Laporan wartawan Tribun Medan, Silfa Humairah
TRIBUNNEWS.COM - Suasana di jalan Simpang Jodoh, Tembung Pasar VII, tidak pernah sepi, khususnya di malam hari.
Puluhan meja dengan lampu teplok berbaris menawarkan rujak yang terkenal disebut Rujak Jodoh.
Para pedagang menjajakan makanan dengan suasana romantis, pantas saja kawasan ini disebut Simpang Rujak Jodoh.
Di sepanjang jalan, pedagang hanya memanfaatkan lampu teplok sebagai penerang, sehingga penerangan tampak remang-remang di malam hari.
Pembeli yang kebanyakan haula muda pun terlihat bercengkrama menunggu rujak siap dibungkus.
Bagi yang tidak saling kenal, kenalan di sana, ada yang saling kenal bertegur sapa di sana.
Pasalnya, untuk menunggu pesanan rujak, pembeli harus rela menunggu buah dikupas, dipotong dan bumbunya diulek.
Pedagang melakukan kegiatan persiapan membuat rujak di atas meja ukuran sekitar 1x1 meter.
Sekitar setengah tinggi orang dewasa, sehingga pembeli bisa lihat langsung proses pembuatan dan kehigienisan buah.
Rujak Simpang Jodoh sudah di kenal sejak tahun 1970an.

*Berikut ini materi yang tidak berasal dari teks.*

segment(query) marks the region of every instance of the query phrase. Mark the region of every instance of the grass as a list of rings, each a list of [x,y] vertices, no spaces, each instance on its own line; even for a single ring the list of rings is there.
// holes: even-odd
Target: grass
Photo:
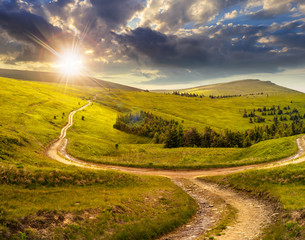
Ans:
[[[125,92],[112,90],[98,96],[97,102],[114,109],[117,112],[138,112],[140,110],[152,112],[165,119],[175,119],[183,122],[184,128],[196,127],[203,131],[206,126],[215,130],[231,129],[242,131],[253,128],[249,119],[243,118],[244,109],[272,107],[280,105],[282,108],[290,106],[305,113],[305,94],[298,92],[284,92],[270,96],[245,96],[238,98],[210,99],[181,97],[171,94],[151,92]],[[166,104],[164,104],[166,103]],[[272,123],[274,116],[266,116],[266,123]]]
[[[266,230],[264,239],[304,239],[304,171],[305,163],[301,163],[204,179],[278,202],[282,213],[276,223]]]
[[[180,92],[203,94],[205,96],[214,95],[247,95],[263,92],[268,95],[278,95],[289,93],[293,90],[275,85],[269,81],[260,81],[255,79],[240,80],[228,83],[219,83],[195,88],[182,89]]]
[[[55,175],[39,173],[49,178],[43,185],[19,173],[15,177],[29,181],[0,185],[0,238],[153,239],[196,211],[194,200],[166,178],[109,171]]]
[[[150,139],[114,129],[116,111],[94,104],[75,115],[68,152],[80,159],[122,166],[165,169],[232,167],[278,160],[297,151],[296,137],[268,140],[249,148],[165,149]],[[85,121],[81,120],[82,116]],[[116,147],[118,144],[118,147]]]
[[[5,78],[0,84],[0,234],[16,239],[150,239],[185,223],[195,211],[194,201],[168,179],[80,170],[44,156],[68,113],[84,105],[84,98],[98,94],[97,103],[77,113],[75,126],[68,131],[73,155],[164,168],[272,161],[295,152],[295,139],[266,141],[248,149],[165,150],[148,138],[113,129],[118,112],[151,111],[198,130],[206,126],[243,130],[254,126],[242,118],[245,108],[290,105],[303,114],[305,100],[304,94],[290,91],[269,97],[193,99]],[[292,186],[298,192],[302,185],[296,181]],[[296,204],[302,206],[301,201]]]
[[[195,202],[169,179],[78,169],[44,155],[69,112],[104,90],[0,84],[1,239],[151,239],[193,215]]]

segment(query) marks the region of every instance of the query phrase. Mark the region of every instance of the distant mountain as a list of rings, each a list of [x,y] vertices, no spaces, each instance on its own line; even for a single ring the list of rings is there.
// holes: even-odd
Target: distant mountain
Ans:
[[[51,82],[51,83],[63,83],[68,85],[79,85],[86,87],[120,89],[126,91],[142,91],[139,88],[134,88],[118,83],[108,82],[108,81],[91,78],[91,77],[84,77],[84,76],[72,76],[67,81],[67,79],[63,78],[61,74],[52,73],[52,72],[0,69],[0,77],[35,81],[35,82]]]
[[[278,95],[281,93],[299,93],[296,90],[285,88],[270,81],[261,81],[258,79],[246,79],[227,83],[218,83],[212,85],[198,86],[194,88],[166,90],[158,92],[173,92],[203,94],[205,96],[214,95],[249,95],[264,93],[269,95]]]

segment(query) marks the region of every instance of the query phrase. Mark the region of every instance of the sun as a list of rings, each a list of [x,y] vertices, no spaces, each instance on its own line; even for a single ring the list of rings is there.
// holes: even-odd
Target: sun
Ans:
[[[60,57],[57,67],[64,75],[80,75],[83,68],[83,61],[80,55],[69,52]]]

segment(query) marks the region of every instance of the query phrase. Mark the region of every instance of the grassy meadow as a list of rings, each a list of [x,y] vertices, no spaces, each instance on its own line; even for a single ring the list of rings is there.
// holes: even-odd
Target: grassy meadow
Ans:
[[[78,169],[44,155],[69,112],[104,90],[6,78],[0,84],[0,239],[152,239],[196,211],[168,179]]]
[[[185,223],[196,211],[194,200],[169,179],[78,169],[44,155],[69,112],[85,105],[85,99],[97,96],[75,115],[67,134],[68,152],[91,162],[137,167],[198,169],[274,161],[297,151],[297,136],[244,149],[165,149],[149,138],[114,129],[118,113],[149,111],[199,131],[206,126],[253,128],[255,124],[242,117],[244,109],[289,105],[305,113],[304,94],[277,88],[268,97],[210,99],[6,78],[0,78],[0,84],[0,238],[4,239],[153,239]],[[272,122],[271,116],[266,119]],[[302,185],[297,184],[289,186],[299,191]],[[279,189],[274,193],[288,194]],[[301,201],[295,204],[302,207]]]
[[[116,116],[114,109],[97,103],[78,112],[68,131],[68,152],[95,163],[199,169],[270,162],[297,151],[296,136],[263,141],[249,148],[165,149],[162,144],[152,144],[149,138],[114,129]]]

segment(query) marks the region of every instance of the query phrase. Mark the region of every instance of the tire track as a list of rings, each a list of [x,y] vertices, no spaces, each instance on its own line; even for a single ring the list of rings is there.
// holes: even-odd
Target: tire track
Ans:
[[[217,237],[219,240],[236,240],[236,239],[255,239],[264,227],[272,221],[272,209],[262,201],[258,201],[244,194],[230,189],[221,188],[215,184],[205,183],[196,179],[202,176],[217,176],[238,173],[250,169],[264,169],[285,166],[288,164],[297,164],[305,161],[302,156],[305,149],[304,137],[297,139],[297,154],[275,161],[272,163],[261,163],[247,166],[206,169],[206,170],[159,170],[147,168],[131,168],[121,166],[110,166],[103,164],[94,164],[82,161],[70,156],[66,152],[68,140],[66,137],[67,130],[73,125],[73,116],[76,112],[81,111],[92,104],[88,104],[72,111],[69,114],[68,123],[61,130],[61,134],[46,150],[46,155],[56,161],[64,164],[73,165],[82,168],[96,170],[118,170],[138,175],[154,175],[171,178],[172,181],[180,186],[185,192],[191,195],[198,204],[196,216],[185,226],[178,228],[173,233],[162,237],[165,239],[190,240],[197,239],[207,230],[215,226],[221,218],[221,209],[225,204],[229,204],[238,210],[236,222],[222,232]]]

Pedagang yang menjual rujak di simpang ini, umumnya mereka adalah warga sekitar.
Penjual rujak jodoh.
Usaha rujak ini adalah usaha yang sudah turun temurun dikelola menjadi usaha keluarga masyarakat di sekitar pasar ini tersebut.
Kini kendati di sepanjang pinggir jalan sudah banyak berdiri toko dan lapak penjual pakaian dan sendal, namun usaha rujak dengan ciri khas lampu sumbu ini tetap berlangsung setiap hari, biasanya dimulai sore hingga dini hari pukul 24.00.
Tidak seperti kebanyakan penjual rujak umumnya, yang memajang buah, agar telihat segar yang diberi penyejuk es batu dalam pajangan steeling kaca, buah di Simpang Jodoh ini hanya disusun daa diletakkan di atas meja.